Kubernetes v1.0 was released in 2015, after being developed and used internally at Google since 2014. It quickly emerged as the most popular way to manage and orchestrate large numbers of containers, despite competition from Docker Swarm, Apache Mesos, Hashicorp’s Nomad, and various other software from the usual suspects at IBM, HP, and Microsoft. Google partnered with the Linux Foundation in 2015 to form the Cloud Native Computing Foundation (CNCF) and had Kubernetes as one of the seed technologies.

This public dedication to open-source technology gave Kubernetes instant nerd bonus points, and it being used internally at one of the largest software companies in the world made it the hot new thing. Soon, there were thousands of articles, tweets, blog posts, and conference talks about moving to a microservices architecture built on containers using Kubernetes to manage the pods and services. It wasn’t long before misguided job postings were looking for 10+ years of Kubernetes experience and every startup pivoted from their blockchain-based app to a Kubernetes-based app overnight. 

As with any tech fad, the counterarguments started to mount while new fads rose up. Serverless became the new thing, but those who put their eggs in the Kubernetes basket resisted the shift from containers to functions. Zealots from the serverless side argued that you can ditch your entire code base and move to Lambda or Azure scripts, while fanatics of Kubernetes said that you didn’t need functions-as-a-service if you just packaged up your entire OS into a container and just spun up a million of them. So, do you need Kubernetes?

You’re (Probably) Not Google

Here’s the big thing that gets missed when a huge company open-sources their internal tooling – you’re most likely not on their scale. You don’t have the same resources, or the same problems as that huge company. Sure, you are working your hardest to make your company so big that you have the same scaling problems as Google, but you’re probably not there yet. Don’t get me wrong: I love when large enterprises open-source some of their internal tooling (such as Netflix or Amazon), as it’s beneficial to the open-source community and it’s a great learning opportunity, but I have to remind myself that they are solving a fundamentally different problem than I am.

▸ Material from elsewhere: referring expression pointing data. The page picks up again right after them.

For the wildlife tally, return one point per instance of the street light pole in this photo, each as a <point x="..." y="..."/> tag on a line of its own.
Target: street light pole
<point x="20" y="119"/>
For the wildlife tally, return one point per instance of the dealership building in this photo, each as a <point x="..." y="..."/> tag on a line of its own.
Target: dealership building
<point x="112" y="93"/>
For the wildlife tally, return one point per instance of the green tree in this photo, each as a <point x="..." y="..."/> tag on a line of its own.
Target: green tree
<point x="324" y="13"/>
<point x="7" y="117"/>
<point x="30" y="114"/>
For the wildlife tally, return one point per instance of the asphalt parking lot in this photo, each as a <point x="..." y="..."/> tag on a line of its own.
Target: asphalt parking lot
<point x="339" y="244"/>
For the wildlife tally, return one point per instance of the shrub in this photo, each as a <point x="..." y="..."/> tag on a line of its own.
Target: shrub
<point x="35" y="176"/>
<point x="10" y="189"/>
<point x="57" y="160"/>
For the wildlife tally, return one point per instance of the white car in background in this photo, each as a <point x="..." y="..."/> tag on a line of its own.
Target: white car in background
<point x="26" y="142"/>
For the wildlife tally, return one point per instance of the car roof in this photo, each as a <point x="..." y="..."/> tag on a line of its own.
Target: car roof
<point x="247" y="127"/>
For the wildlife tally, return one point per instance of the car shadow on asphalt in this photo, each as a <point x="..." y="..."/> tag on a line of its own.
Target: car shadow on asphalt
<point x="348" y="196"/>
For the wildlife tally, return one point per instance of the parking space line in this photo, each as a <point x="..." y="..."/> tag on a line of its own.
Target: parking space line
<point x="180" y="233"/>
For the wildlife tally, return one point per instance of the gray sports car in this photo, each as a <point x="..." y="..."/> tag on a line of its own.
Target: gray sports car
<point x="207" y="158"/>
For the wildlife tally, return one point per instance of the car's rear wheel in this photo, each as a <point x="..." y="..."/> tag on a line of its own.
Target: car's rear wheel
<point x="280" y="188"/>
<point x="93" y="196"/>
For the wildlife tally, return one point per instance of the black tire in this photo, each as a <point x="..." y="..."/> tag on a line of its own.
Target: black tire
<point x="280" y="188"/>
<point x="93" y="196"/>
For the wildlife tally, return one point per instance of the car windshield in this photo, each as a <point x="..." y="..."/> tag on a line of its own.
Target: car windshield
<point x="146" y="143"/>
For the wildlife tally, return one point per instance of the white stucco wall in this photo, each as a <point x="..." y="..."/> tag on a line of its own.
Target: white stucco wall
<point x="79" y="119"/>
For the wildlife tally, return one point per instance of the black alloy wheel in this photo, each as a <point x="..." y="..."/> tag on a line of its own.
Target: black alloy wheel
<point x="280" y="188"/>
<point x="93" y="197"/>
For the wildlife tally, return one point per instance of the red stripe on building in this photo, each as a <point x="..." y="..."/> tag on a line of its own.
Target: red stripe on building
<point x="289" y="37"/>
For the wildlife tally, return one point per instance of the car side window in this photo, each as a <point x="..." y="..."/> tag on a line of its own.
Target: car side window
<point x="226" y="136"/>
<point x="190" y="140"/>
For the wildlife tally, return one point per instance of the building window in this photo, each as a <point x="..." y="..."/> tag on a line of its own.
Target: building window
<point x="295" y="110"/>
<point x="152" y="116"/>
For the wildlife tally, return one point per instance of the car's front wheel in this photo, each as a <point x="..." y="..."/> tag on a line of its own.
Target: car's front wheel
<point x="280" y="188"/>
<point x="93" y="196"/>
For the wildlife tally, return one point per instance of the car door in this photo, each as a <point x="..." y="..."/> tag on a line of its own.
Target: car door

While I’m not suggesting that you avoid planning ahead for scalability, getting something like Kubernetes set up and configured instead of developing your main business application can waste valuable time and funds. There’s a lot of overhead with learning, deploying, and managing Kubernetes that companies like Google can afford. If you can get the same effect from an autoscaling group of VMs with less headache, why wouldn’t you go that route? Remember: something like 60% of global AWS spend is on EC2, and with good reason. You can get surprisingly far using tried-and-true technologies and basics without having to rip everything out and implement the latest fad, which is why Kubernetes (or serverless, or blockchain, or multi-cloud…) shouldn’t be your focus. Kubernetes certainly has its place, and can be the tool you need. But most likely, it’s making things more complex for you without a corresponding benefit.